Monday, February 2, 2009


 The trip to Nagasaki began with my first ride on the Shinkansen.
And a strawberry, cheese and honey sandwich made by a Welshman. 
Nagasaki is a beautiful, hilly city, vaguely reminiscent of SF and trying its best (for the sake of tourism) to cling on to its heritage of having had contact with foreigners while the rest of Japan was under government regulated contact with the outside world for a couple hundred years. 
There was wine to be had in a funny tower overlooking the city.

Sky cable cars to ride up the hill to the lookout tower and the wine.

The Glover Gardens.  Some sort of historic (historic because its association with Nagasaki's foreign trading community) house and garden owned by some Dutch?Scottish? trader from the mid 19th century.  We started seeing lots of people dressed in funny versions of 19th century garb and found that for $5 you could be dressed in period attire and walk around the gardens for half an hour.  And why not, right?
So don't worry, this isn't me turning into some kind of Ren Fair looney in a Japan-induced mental breakdown.  Haha, why do I always find myself in situations where I am drawing even more attention to myself as a foreigner when I already get enough?!  This strapping sailor and I strolled the gardens and found out that that if there is one thing that Japanese people love more than dressing up in funny costumes, it is seeing foreigners dressed up in funny costumes and we became instantly famous.
These two girls who absolutely crying with delight at seeing two foreigners dressed in these odd semblances of period outfits.  Having Japanese girls scream over us at every turn of the garden, it really was a moment of, "ah, so this is what the Beatles must have felt like."  Ate it up with a spoon and many celebrity style photographs.

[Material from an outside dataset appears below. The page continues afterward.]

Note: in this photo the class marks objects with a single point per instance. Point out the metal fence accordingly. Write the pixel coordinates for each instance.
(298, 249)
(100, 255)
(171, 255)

And in true Japanese form, there were escalators to ease your journey on the steep ascent up the hill.

Shrines on a hill!
High school kids run up and down the stairs of the Nagasaki Atomic Bomb Museum.
The atomic bomb epicenter memorial.
Epicenter of the bomb explosion + monolith.
Our trip coincided with Nagasaki's Lantern Festival, a big celebration of Chinese New Year.  So there were parades, and lots of lanterns everywhere and we wandered the streets following the lanterns and feeling very much like it should have been a summer night. 
Steam buns! Delicious, delicious steam buns!
People were wild for them!

In a Chinese temple: I have no idea what this was about.  Apparently pig decapitation is a felicitous way to ring in the New Year.

1 comment:

vanessa said...

lord kelly, sometimes i swear you are living a white girl fairytale dream over there in j-town. i changed my desktop background into the photo of you two being celebs in the mural garden, and now every time i see it i will be green with envy.